一般的に、賃貸経営は所得税対策として有効であると言われていますが、その大きな理由の一つは賃貸物件そのものが減価償却できる資産だからです。賃貸経営では減価償却によって大きな節税が可能なのです。
ただしその一方で、デッドクロスの仕組みをよく理解しておかないと、危機的な状況を招く場合があります。現金購入ならよいですが、借入をしている場合、さらに融資期間が長期の場合には特に気をつけたいところです。
まずはキャッシュフローを生み出す減価償却の仕組みからおさらいしてみましょう。
減価償却とは?
減価償却とは、建物や自動車のような「年数の経過とともに価値が減る固定資産」を取得した際に、取得費用をその固定資産が持つ耐用年数に応じて経費計上していく会計処理のことをいいます。そのため、土地は「何年使っても価値が減らないもの」ということで減価償却の対象となりません。
建物はその構造(RC、重量鉄骨、木造)によって耐用年数が決められています。その期間、価値が減った分を減価償却費として毎年経費計上することができます。
構造別の耐用年数:鉄筋コンクリート(RC)47年、重量鉄骨34年、木造22年
この耐用年数に応じて償却率というものが決められています。例えば、1億円の新築建物の減価償却費を構造別に計算してみます。

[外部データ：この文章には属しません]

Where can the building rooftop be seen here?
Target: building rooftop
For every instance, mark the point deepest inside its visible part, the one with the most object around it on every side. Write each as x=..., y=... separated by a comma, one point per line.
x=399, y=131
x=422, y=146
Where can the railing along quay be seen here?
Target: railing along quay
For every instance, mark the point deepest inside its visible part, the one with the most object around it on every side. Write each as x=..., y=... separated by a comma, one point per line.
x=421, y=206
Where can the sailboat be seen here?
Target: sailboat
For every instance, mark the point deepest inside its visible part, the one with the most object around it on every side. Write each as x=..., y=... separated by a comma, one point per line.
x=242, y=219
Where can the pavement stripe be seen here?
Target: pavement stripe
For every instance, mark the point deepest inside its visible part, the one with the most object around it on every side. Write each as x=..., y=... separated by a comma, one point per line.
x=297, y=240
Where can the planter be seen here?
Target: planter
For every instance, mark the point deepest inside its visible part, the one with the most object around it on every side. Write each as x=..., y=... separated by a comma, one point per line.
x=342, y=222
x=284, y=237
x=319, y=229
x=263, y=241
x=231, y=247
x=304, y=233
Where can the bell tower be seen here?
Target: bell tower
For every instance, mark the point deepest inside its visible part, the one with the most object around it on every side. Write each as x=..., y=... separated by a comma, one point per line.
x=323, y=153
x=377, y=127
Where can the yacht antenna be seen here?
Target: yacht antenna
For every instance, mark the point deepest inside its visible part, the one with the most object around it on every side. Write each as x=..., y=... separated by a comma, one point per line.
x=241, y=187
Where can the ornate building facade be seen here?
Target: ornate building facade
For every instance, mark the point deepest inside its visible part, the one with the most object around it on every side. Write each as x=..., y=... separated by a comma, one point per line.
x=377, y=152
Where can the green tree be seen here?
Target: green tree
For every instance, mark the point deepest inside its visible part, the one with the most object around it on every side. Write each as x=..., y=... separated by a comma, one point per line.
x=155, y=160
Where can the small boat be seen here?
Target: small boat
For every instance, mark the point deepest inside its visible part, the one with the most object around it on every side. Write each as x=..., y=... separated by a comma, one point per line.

- RC:1億円×償却率0.022(耐用年数47年)=減価償却費 220万円/年
- 重量鉄骨:1億円×償却率0.030(耐用年数34年)=減価償却費 300万円/年
- 木造:1億円×償却率0.046(耐用年数22年)=減価償却費 460万円/年
同じ1億円の建物でも、RCは47年、重量鉄骨は34年、木造は22年間かけて経費としていくことになります。ご覧のとおり、耐用年数が短い建物ほど、年間の減価償却費が多くなって利益が減ることになりますので、その分税金が減って結果的に税引き後のキャッシュフローは多くなることになるという理屈です。
減価償却費を計上するメリットは?
原価償却費は実際にお金は出ていかないのに、経費として認められます。
アパート経営では、家賃から得た年間収入から必要経費を引いたものを不動産所得として確定申告をする必要があり、これに所得税を支払わなくてはなりません。必要経費をきちんと計上することで、不動産所得を減らすことができ所得税の節税にもつながります。所得税は、給与収入や事業収入、配当などすべての収入から必要経費を引いて計算されますが、もしアパート経営が赤字だった場合は損失として控除の対象にもなります。
中古物件を取得した場合は?
中古物件の場合は、築年数によって耐用年数を決めますが、簡便法という方法で計算します。
・耐用年数が残っている場合
中古物件の耐用年数=(耐用年数-築年数)+築年数×20%
例えば、RC造 1000万円 築20年の中古物件を取得した場合
中古物件の耐用年数=(47年-20年)+20年×20%=31年
1000万円×償却率0.033=減価償却費 33万円/年
・築年数が耐用年数を越えている場合
中古物件の耐用年数=法定耐用年数×20% の期間で計算することができます。
例えば、木造 1000万円 築22年(木造の耐用年数は22年)の中古物件を取得した場合
中古物件の耐用年数=22年×20%=4年 ←たった4年で減価償却できる!
1000万円×償却率0.046=減価償却費 46万円/年
減価償却費はアパート経営の経費の大きな部分を占めますので重要です。RC造と木造を比較すると、1年で計上できる減価償却費は木造の方が倍以上ですが、償却期間はRC造の方が長い期間計上できるというメリットがあります。賃貸オーナーとしては減価償却の仕組みをしっかり理解して、賢いアパート経営に取り組むことを目指しましょう。